Mistral unveils Voxtral Transcribe 2, a cheap open source speech model that runs on-device
French company Mistral AI has released Voxtral Transcribe 2, introducing two next-generation speech-to-text models. Both models offer advanced transcription quality, speaker diarization, and ultra-low latency. The product family comprises Voxtral Mini Transcribe V2, designed for batch processing, and Voxtral Realtime, built for live transcription workflows.
For batch tasks, Voxtral Mini Transcribe V2 delivers accurate results with low word error rates at a competitive price. It provides speaker diarization, context biasing, and word-level timestamps, and supports 13 languages. The language coverage includes English, Chinese, Hindi, Spanish, Arabic, French, Portuguese, Russian, German, Japanese, Korean, Italian, and Dutch.
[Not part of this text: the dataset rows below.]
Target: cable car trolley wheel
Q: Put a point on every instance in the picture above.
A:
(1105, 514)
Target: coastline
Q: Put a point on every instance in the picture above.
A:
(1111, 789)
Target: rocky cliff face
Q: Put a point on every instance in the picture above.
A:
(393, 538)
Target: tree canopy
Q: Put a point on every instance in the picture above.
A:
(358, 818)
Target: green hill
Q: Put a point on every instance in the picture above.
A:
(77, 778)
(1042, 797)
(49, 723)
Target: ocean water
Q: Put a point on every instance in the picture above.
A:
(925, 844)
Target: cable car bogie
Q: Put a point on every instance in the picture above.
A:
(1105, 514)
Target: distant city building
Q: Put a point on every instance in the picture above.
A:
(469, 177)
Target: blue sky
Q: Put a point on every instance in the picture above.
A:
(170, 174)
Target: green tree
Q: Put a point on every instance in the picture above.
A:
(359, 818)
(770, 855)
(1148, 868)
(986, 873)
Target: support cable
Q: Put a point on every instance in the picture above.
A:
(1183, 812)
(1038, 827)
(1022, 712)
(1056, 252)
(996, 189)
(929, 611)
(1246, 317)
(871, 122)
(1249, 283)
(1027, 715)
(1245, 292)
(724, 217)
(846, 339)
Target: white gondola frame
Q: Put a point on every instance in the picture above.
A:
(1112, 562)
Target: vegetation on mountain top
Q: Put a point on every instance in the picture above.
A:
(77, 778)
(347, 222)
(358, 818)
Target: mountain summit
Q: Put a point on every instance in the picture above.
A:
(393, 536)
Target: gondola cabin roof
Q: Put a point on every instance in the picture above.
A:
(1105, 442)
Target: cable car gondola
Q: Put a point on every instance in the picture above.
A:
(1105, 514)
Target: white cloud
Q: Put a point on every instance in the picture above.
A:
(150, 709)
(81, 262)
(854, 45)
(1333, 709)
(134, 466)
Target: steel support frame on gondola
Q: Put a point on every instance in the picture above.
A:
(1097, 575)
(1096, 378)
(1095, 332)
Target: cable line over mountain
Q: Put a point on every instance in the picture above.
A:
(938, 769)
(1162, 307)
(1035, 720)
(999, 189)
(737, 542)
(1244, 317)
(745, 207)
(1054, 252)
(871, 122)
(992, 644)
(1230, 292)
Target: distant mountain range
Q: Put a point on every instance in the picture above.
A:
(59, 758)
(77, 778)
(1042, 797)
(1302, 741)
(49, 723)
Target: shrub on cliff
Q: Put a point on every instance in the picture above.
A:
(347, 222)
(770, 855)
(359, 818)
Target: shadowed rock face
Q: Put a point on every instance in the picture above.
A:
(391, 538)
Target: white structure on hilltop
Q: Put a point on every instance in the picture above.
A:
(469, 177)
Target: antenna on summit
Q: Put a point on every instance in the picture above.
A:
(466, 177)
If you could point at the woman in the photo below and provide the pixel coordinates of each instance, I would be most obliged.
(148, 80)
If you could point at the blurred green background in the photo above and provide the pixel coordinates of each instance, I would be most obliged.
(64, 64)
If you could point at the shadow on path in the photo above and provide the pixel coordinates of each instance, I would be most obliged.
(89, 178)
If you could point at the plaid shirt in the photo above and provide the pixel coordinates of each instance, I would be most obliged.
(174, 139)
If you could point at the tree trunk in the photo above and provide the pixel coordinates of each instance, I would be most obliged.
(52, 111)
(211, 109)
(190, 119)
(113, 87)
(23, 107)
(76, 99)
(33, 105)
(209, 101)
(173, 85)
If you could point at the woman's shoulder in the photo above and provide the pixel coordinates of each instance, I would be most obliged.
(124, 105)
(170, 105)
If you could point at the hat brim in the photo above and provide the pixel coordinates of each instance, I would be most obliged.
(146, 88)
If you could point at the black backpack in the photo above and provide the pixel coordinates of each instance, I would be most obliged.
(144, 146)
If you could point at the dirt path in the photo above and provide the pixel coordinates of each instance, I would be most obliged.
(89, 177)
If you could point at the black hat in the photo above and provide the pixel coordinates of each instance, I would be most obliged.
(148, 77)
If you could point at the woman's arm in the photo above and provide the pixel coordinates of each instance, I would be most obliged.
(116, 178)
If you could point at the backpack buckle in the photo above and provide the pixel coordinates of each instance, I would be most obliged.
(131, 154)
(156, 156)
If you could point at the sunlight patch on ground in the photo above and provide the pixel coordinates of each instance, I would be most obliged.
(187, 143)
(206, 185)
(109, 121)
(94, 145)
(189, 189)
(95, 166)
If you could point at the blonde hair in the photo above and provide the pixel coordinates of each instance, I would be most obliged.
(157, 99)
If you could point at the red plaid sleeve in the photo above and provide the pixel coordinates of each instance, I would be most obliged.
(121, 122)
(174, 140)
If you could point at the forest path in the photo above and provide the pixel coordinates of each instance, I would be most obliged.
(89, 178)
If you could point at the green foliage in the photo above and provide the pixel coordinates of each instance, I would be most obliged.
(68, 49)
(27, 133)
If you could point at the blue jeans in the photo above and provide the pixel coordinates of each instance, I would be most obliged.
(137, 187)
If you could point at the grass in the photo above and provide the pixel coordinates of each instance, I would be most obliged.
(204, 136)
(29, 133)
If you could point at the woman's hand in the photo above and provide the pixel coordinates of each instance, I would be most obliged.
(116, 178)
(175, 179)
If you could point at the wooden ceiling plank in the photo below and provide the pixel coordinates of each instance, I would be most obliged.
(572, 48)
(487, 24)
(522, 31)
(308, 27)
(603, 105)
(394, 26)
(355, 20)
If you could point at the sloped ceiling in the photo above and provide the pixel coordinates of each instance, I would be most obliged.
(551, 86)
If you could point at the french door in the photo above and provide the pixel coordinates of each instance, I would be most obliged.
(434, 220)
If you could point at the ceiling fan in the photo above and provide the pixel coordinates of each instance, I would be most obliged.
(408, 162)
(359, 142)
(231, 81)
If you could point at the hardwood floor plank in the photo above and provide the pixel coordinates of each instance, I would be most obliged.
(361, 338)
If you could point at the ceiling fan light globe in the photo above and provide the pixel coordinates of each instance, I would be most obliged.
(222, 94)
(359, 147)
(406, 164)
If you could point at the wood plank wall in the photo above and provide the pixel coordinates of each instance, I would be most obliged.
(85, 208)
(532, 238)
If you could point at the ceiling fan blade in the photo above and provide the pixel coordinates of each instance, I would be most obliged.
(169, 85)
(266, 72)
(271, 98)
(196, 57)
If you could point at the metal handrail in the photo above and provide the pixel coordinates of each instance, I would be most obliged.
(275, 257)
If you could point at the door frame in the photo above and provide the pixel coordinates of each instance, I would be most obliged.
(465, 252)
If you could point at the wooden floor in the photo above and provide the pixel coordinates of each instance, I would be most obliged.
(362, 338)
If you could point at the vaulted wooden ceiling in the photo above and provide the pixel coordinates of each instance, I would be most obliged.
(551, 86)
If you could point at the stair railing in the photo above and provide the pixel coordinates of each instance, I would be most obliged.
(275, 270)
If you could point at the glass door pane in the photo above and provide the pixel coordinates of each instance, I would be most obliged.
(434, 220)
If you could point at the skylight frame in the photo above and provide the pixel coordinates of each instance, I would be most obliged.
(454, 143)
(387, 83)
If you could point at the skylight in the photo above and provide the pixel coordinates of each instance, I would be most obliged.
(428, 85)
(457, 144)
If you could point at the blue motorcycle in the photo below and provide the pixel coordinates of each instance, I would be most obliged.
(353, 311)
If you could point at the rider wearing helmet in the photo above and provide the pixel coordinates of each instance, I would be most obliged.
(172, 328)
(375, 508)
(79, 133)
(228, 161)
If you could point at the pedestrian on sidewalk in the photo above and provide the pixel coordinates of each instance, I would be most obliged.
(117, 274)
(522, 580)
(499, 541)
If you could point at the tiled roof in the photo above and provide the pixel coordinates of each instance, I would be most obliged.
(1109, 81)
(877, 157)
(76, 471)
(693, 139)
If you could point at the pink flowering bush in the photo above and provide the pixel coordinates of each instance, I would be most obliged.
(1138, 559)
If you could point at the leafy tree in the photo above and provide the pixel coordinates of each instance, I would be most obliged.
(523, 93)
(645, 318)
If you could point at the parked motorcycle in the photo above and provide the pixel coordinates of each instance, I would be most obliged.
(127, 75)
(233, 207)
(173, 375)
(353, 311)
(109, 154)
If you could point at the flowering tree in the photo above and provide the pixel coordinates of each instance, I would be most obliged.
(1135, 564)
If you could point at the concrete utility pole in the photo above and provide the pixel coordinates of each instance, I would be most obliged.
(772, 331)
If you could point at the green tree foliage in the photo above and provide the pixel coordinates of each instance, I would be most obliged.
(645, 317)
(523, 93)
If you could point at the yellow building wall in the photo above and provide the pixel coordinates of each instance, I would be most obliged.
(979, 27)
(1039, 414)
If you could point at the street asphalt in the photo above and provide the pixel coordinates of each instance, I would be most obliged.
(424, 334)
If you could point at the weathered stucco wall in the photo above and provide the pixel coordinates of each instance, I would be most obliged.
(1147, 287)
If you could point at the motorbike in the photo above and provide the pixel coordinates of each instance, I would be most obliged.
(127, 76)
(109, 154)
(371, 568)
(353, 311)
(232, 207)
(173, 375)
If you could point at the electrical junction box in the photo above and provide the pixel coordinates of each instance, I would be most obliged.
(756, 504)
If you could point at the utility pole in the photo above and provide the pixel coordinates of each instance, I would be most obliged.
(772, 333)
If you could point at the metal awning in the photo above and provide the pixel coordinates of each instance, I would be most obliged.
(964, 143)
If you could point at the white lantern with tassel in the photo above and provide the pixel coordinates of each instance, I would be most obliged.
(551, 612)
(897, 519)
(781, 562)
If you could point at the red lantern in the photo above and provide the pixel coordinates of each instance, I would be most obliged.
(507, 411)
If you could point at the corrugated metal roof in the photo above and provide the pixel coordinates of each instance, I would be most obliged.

Switching to real-time applications, Voxtral Realtime is purpose-built for live speech transcription. It features latency settings as low as 200 milliseconds, supporting voice agents and other time-sensitive systems. Voxtral Realtime is also open-weights under the Apache 2.0 license, and its 4 billion parameter footprint allows efficient and private operation on edge devices.
Beyond the models themselves, Mistral AI is launching an audio playground in Mistral Studio. This tool enables users to test out Voxtral Transcribe 2 with real-time diarization and timestamps, supporting rapid evaluation and experimentation.